Urteil Bundesgericht 9C_737/2019 vom 22. Juni 2020: Keine geschlechtsbedingte Diskriminierung und Verletzung der EMRK bei Nichtanspruch auf Betriebszulagen bei Mutterschaft

Selbständig erwerbende Frauen haben gemäss dem Urteil des Bundesgerichts vom Urteil vom 22. Juni 2020 (9C_737/2019) bei Mutterschaft keinen Anspruch auf Betriebszulagen zusätzlich zur Mutterschaftsentschädigung. Dies entspricht gemäss dem Bundesgericht dem klaren Willen des Gesetzgebers. Eine geschlechtsbedingte Diskriminierung im Vergleich mit selbständig erwerbenden Männern und Frauen, die Dienst leisten, fällt mangels vergleichbarer Sachverhalte ausser Betracht. Die Beschwerdeführerin im vorliegenden Fall ist von Beruf übrigens Rechtsanwältin.

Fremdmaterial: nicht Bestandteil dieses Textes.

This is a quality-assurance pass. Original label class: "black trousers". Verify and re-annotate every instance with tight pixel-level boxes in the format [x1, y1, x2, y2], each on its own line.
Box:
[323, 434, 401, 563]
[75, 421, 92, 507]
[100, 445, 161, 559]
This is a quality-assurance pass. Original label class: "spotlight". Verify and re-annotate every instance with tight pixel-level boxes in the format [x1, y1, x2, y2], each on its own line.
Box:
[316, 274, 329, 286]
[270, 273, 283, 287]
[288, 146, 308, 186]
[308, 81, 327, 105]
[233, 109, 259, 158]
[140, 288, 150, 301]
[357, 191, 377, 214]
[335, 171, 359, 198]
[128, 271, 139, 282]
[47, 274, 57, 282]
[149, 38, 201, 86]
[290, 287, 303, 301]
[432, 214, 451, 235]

Eine selbständig erwerbende Frau, von Beruf Rechtsanwältin, hatte sich nach der Geburt ihres Kindes zum Bezug der Mutterschaftsentschädigung sowie von Betriebszulagen angemeldet. Während erstere gewährt wurde, verneinte die zuständige Ausgleichskasse einen Anspruch auf Betriebszulagen. Das Sozialversicherungsgericht des Kantons Zürich wies die Beschwerde der Frau ab. Die Rechtsanwältin zog den Entscheid dann mit Beschwerde in öffentlich-rechtlichen Angelegenheiten an das Bundesgericht weiter. Vertreten wurde sie dabei durch RAin Fanny De Weck von RISE Rechtsanwälte.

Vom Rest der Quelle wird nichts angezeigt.